After months of intense, divisive campaigning, Election Day 2016 is finally here.
Meanwhile, with poll locations opening as early as 6 a.m., some voters across the rest of the country face long lines. Some 45 million Americans have already cast their ballots during early voting.
At Trump’s polling place in Midtown Manhattan, two topless protestors ran through just after 8 a.m. They yelled an obscene chant, in reference to Trump’s leaked tape about grabbing women “by the p—,” before police pulled the women out of the room.
A PEOPLE staffer was in line to vote when the women burst into the polling place, elementary school P.S. 59. on 56th St. between 2nd and 3rd Ave. They walked past Secret Service, waiting there for Trump before stripping off their shirts.
Trump came in to vote a few hours later, at 11 a.m., during relative calm.
At one polling place on Manhattan’s Upper East Side, the line stretched over half a block by 5:45 a.m. By 6:30 a.m., it wound to the end of the block and wrapped two-thirds around another.

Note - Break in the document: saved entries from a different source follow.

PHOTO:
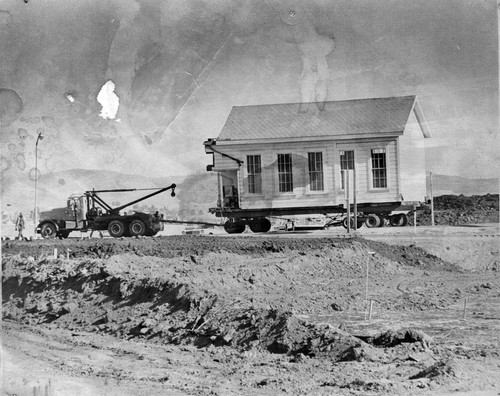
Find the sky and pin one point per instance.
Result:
(179, 66)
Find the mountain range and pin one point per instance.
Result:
(197, 190)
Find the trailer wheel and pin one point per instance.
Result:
(137, 228)
(397, 220)
(359, 223)
(260, 224)
(234, 227)
(116, 228)
(48, 231)
(373, 221)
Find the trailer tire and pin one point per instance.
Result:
(260, 224)
(137, 228)
(48, 231)
(234, 227)
(372, 221)
(399, 220)
(116, 228)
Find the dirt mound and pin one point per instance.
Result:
(253, 307)
(460, 210)
(213, 298)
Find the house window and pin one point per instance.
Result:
(316, 171)
(379, 168)
(285, 179)
(254, 174)
(346, 162)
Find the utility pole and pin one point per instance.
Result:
(354, 199)
(39, 137)
(347, 198)
(432, 200)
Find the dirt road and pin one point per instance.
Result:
(284, 314)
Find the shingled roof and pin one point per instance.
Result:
(347, 117)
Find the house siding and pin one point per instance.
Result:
(412, 161)
(270, 197)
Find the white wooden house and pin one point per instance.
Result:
(273, 156)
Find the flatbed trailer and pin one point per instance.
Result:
(370, 214)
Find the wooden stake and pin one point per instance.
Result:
(371, 308)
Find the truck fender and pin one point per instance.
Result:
(50, 221)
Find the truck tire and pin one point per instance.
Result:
(137, 228)
(260, 224)
(116, 228)
(63, 234)
(372, 221)
(48, 231)
(234, 227)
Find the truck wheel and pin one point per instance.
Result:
(234, 227)
(344, 223)
(137, 228)
(260, 224)
(48, 231)
(63, 234)
(116, 228)
(373, 221)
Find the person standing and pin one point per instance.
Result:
(20, 226)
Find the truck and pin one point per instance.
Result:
(90, 212)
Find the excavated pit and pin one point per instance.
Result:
(274, 297)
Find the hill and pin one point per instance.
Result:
(456, 185)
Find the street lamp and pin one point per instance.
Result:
(39, 137)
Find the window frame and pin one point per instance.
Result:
(251, 175)
(290, 173)
(320, 172)
(341, 178)
(386, 168)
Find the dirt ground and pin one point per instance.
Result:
(284, 313)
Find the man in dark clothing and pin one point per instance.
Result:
(20, 226)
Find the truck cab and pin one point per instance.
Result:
(59, 222)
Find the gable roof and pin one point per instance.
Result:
(346, 117)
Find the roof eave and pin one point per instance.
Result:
(300, 139)
(424, 127)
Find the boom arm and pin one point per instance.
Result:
(100, 201)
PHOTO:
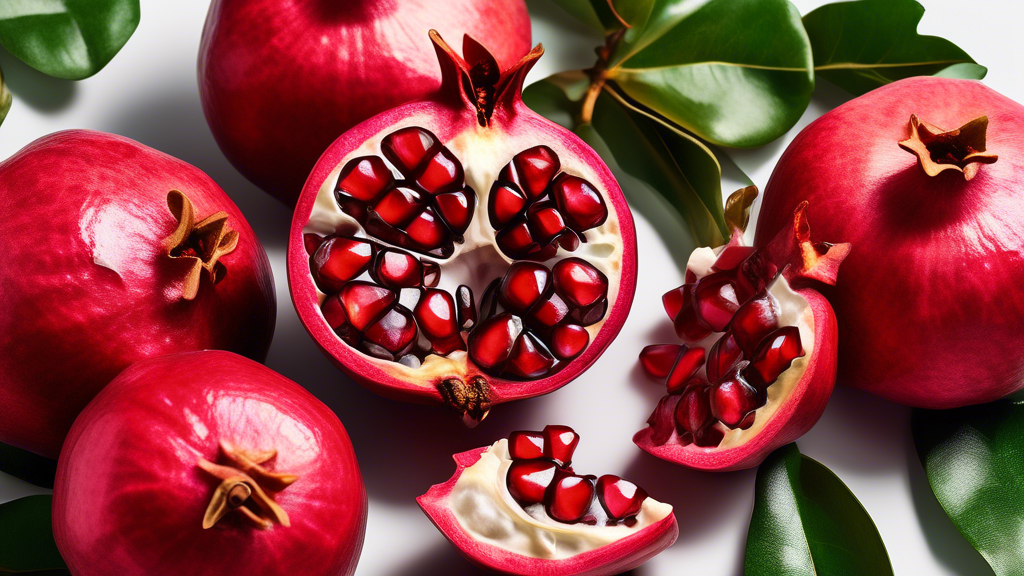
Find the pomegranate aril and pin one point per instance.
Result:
(396, 270)
(492, 341)
(657, 360)
(733, 400)
(568, 340)
(466, 306)
(619, 497)
(408, 148)
(534, 168)
(559, 444)
(504, 204)
(391, 336)
(399, 206)
(528, 358)
(716, 300)
(579, 202)
(724, 355)
(340, 259)
(579, 283)
(754, 321)
(686, 366)
(456, 208)
(569, 497)
(525, 445)
(774, 355)
(365, 302)
(523, 285)
(527, 481)
(442, 172)
(365, 178)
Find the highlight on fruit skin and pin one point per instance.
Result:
(757, 364)
(925, 176)
(518, 507)
(208, 463)
(463, 250)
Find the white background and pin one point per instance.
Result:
(148, 92)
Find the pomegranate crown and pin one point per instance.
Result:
(476, 79)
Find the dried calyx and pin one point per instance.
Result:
(244, 488)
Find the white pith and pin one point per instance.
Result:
(795, 311)
(483, 153)
(483, 507)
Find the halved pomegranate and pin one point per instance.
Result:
(463, 249)
(758, 363)
(518, 507)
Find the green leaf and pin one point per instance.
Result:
(28, 466)
(70, 39)
(974, 458)
(862, 45)
(807, 523)
(735, 73)
(27, 536)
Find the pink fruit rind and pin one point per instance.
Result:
(517, 123)
(129, 494)
(793, 418)
(615, 558)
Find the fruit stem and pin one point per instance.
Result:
(938, 150)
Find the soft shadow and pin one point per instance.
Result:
(41, 92)
(945, 541)
(171, 120)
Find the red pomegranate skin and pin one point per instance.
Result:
(281, 79)
(929, 301)
(129, 498)
(86, 289)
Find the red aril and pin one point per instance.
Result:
(924, 176)
(207, 463)
(115, 252)
(511, 508)
(771, 364)
(278, 90)
(505, 234)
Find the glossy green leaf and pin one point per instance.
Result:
(864, 44)
(28, 466)
(735, 73)
(974, 458)
(807, 523)
(27, 536)
(71, 39)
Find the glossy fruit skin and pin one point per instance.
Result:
(129, 498)
(278, 90)
(448, 115)
(86, 290)
(929, 301)
(616, 558)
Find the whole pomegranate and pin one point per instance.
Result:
(518, 507)
(463, 249)
(758, 363)
(208, 463)
(281, 79)
(925, 177)
(114, 252)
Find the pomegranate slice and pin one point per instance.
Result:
(771, 365)
(588, 525)
(550, 233)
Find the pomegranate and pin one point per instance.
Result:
(276, 91)
(114, 252)
(757, 365)
(208, 463)
(926, 177)
(518, 507)
(509, 253)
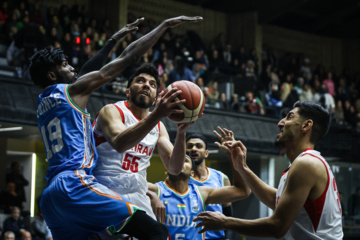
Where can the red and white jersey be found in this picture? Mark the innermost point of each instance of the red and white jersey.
(125, 172)
(320, 218)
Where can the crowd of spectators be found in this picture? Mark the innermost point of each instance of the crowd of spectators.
(271, 92)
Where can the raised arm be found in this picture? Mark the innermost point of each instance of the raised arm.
(99, 59)
(86, 84)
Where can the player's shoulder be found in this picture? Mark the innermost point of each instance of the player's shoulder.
(307, 163)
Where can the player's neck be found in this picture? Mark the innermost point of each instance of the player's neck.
(201, 172)
(295, 149)
(139, 113)
(179, 185)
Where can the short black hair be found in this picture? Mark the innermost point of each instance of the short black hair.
(197, 135)
(319, 115)
(44, 61)
(147, 68)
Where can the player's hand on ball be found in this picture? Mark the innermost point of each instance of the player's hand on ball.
(210, 221)
(166, 103)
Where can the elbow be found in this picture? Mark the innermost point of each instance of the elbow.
(247, 192)
(279, 229)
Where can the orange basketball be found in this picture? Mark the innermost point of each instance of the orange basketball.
(194, 105)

Other polling places in New York City, including Greenpoint, Bushwick and Park Slope, Brooklyn, saw short waits to cast ballots.
In the town of Dixville Notch, New Hampshire, Clinton earned 4 votes to Trump’s 2, while Libertarian Gary Johnson picked up 1.
While over in Hart’s Location, New Hampshire, Clinton also grabbed a narrow lead with votes going 17-14 in her favor, with 3 to Johnson. But in Millsfield, Trump took 16 votes to Clinton’s 4, and one vote went to Bernie Sanders.
Because all three towns have fewer than 100 residents, they’re legally allowed to open polling at midnight. However this may be the last year Dixville Notch will have just a handful of voters — a developer took over the Balsams Grand Resort in town five years ago, and hopes to turn it into a large ski resort.
Democratic vice presidential nominee Tim Kaine voted in his home state of Virginia right at 6 a.m., the second voter of the day after 99-year-old area resident Minerva Turpin.
Clinton cast her historic vote just two hours later, at an elementary school near her hometown in Chappaqua, New York.
“It’s the most humbling feeling,” Clinton told reporters.